The integration of acquisitions presents risks that differ from the risks associated with our ongoing operations. Integration activities are complicated and time consuming. We may not be able to effectively assimilate services, technologies, key personnel or businesses of acquired companies into our business or service offerings, as anticipated, alliances may not be successful, and we may not achieve related revenue growth or cost savings. We also face the risk of being unable to retain, or cross-sell our products or services to, the clients of acquired companies. Acquisitions of investment servicing businesses entail information technology systems conversions, which involve operational risks and may result in client dissatisfaction and defection. Clients of asset servicing businesses that we have acquired may be competitors of our non-custody businesses. The loss of some of these clients or a significant reduction in revenues generated from them, for competitive or other reasons, could adversely affect the benefits that we expect to achieve from these acquisitions. With any acquisition, the integration of the operations and resources of the businesses could result in the loss of key employees, the disruption of our and the acquired company’s ongoing businesses, or inconsistencies in standards, controls, procedures and policies that could adversely affect our ability to maintain relationships with clients and employees or to achieve the anticipated benefits of the acquisition. Integration efforts may also divert management attention and resources.

Development of new products and services may impose additional costs on us and may expose us to increased operational risk.

Our financial performance depends, in part, on our ability to develop and market new and innovative services and to adopt or develop new technologies that differentiate our products or provide cost efficiencies, while avoiding increased related expenses. The introduction of new products and services can entail significant time and resources. Substantial risks and uncertainties are associated with the introduction of new products and services, including


technical and control requirements that may need to be developed and implemented, rapid technological change in the industry, our ability to access technical and other information from our clients and the significant and ongoing investments required to bring new products and services to market in a timely manner at competitive prices. Regulatory and internal control requirements, capital requirements, competitive alternatives and shifting market preferences may also determine if such initiatives can be brought to market in a manner that is timely and attractive to our clients. Failure to manage successfully these risks in the development and implementation of new products or services could have a material adverse effect on our business and reputation, as well as on our consolidated results of operations and financial condition.

Long-term contracts expose us to pricing and performance risk.

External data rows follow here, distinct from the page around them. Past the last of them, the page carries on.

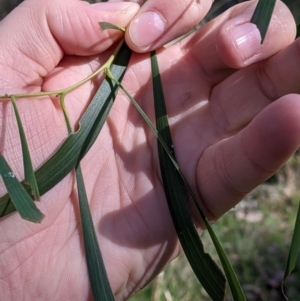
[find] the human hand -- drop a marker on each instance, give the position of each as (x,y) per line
(157,22)
(232,129)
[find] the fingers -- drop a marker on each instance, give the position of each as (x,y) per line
(159,22)
(230,40)
(236,100)
(231,168)
(38,33)
(237,40)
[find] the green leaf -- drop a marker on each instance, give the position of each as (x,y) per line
(235,287)
(97,274)
(27,163)
(77,145)
(262,16)
(202,264)
(107,25)
(294,248)
(19,196)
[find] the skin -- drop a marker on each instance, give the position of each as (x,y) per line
(234,120)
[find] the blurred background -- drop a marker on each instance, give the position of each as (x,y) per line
(256,234)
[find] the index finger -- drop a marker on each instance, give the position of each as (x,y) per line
(159,22)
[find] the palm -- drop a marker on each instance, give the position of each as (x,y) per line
(221,150)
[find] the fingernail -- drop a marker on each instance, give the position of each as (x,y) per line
(147,28)
(111,6)
(247,39)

We enter into long-term contracts to provide middle office or investment manager and alternative investment manager operations outsourcing services, primarily for conversions, to clients, including services related but not limited to certain trading activities, cash reporting, settlement and reconciliation activities, collateral management and information technology development. These arrangements generally set forth our fee schedule for the term of the contract and, absent a change in service requirements, do not permit us to re-price the contract for changes in our costs or for market pricing. The long-term contracts for these relationships require, in some cases, considerable up-front investment by us, including technology and conversion costs, and carry the risk that pricing for the products and services we provide might not prove adequate to generate expected operating margins over the term of the contracts. Profitability of these contracts is largely a function of our ability to accurately calculate pricing for our services, efficiently assume our contractual responsibilities in a timely manner and our ability to control our costs and maintain the relationship with the client for an adequate period of time to recover our up-front investment. Our estimate of the profitability of these arrangements can be adversely affected by declines in the assets under the clients’ management, whether due to general declines in the securities markets or client specific issues. In addition, the profitability of these arrangements may be based on our ability to cross sell additional services to these clients, and we may be unable to do so.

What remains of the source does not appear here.